Economies of scale are also baked into the cake. For funds that aren’t constrained by liquidity, the marginal cost to manage an additional dollar is the same at $100 as it is at a Trillion. Notwithstanding the time it takes to punch in extra zeros on a spreadsheet.
Branding is the big one. That’s the variable that is hardest to quantify. It is the most complex, the most mysterious, and the most overlooked.
Cult of Personality
Don’t think of it as branding. Think of it as building your cult of personality.
The Kamala Harris campaign spent over $1 Billion and relied heavily on sponsorships and traditional media. The Donald Trump campaign spent a fraction of that and instead talked to Joe Rogan and Theo Vonn and made memes.
There is an obvious paradigm shift happening. CNN barely cracks one million prime time viewers while Joe Rogan podcast episodes regularly break 10 million. The Washington Post has 2.5 million digital subscribers, a viral tweet can surpass 100 million views. And so on.
Media is increasingly decentralized and fragmented. And there are fewer media gatekeepers than there has ever been.

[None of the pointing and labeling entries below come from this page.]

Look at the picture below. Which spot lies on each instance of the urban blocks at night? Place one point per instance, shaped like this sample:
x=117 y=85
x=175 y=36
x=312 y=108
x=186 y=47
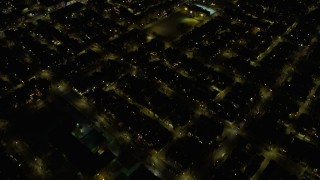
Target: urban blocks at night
x=159 y=89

In that there is massive opportunity.
The opportunity is not just to sell a fund, it is to set the narrative. Make no mistake: if you aren’t setting the narrative your competitors are.
Everyone looks at the wrong metrics on social media. They look at numbers. Likes, retweets, whatever. They don’t look at the quality of follower, or the resonance of message. Those are harder to measure.
I’ve had jokes go super viral, and they are forgotten by the next day. And I’ve been told that my writing has moved people to leave their job and pursue entrepreneurship. That’s a wide gap, wouldn't you say?
You want to know what has resonance of message? Authenticity does. And in this industry, it is in short supply.
You can’t fake it, you can’t outsource it or pay for it. And you can’t draw a straight line to immediate revenue. It just doesn’t work that way.
The bottom line is that in a commoditized industry, you have to build some kind of cult of personality to survive. You must be someone’s favorite asset manager. There has to be a reason for your target client to to ask specifically for your funds. You have to stand for something.
The days of asset managers in well polished shoes and a crisp tie talking about prudence and stewardship might still work on the last of the boomers, but it will not survive another generation.
If people aren’t bragging about owning your funds at a cocktail party, you aren’t going to survive the commoditization of the asset management industry. And if they are, you’ll go Zero to One faster than was ever possible before.
Such a good piece. The "Cult of Personality" piece has a milder version on Linkedin, "Personal Branding" but it's the same idea.
I keep going back to my usual reference: the firm that makes their billionaire executives relatable, approachable, viral, etc? Blackstone!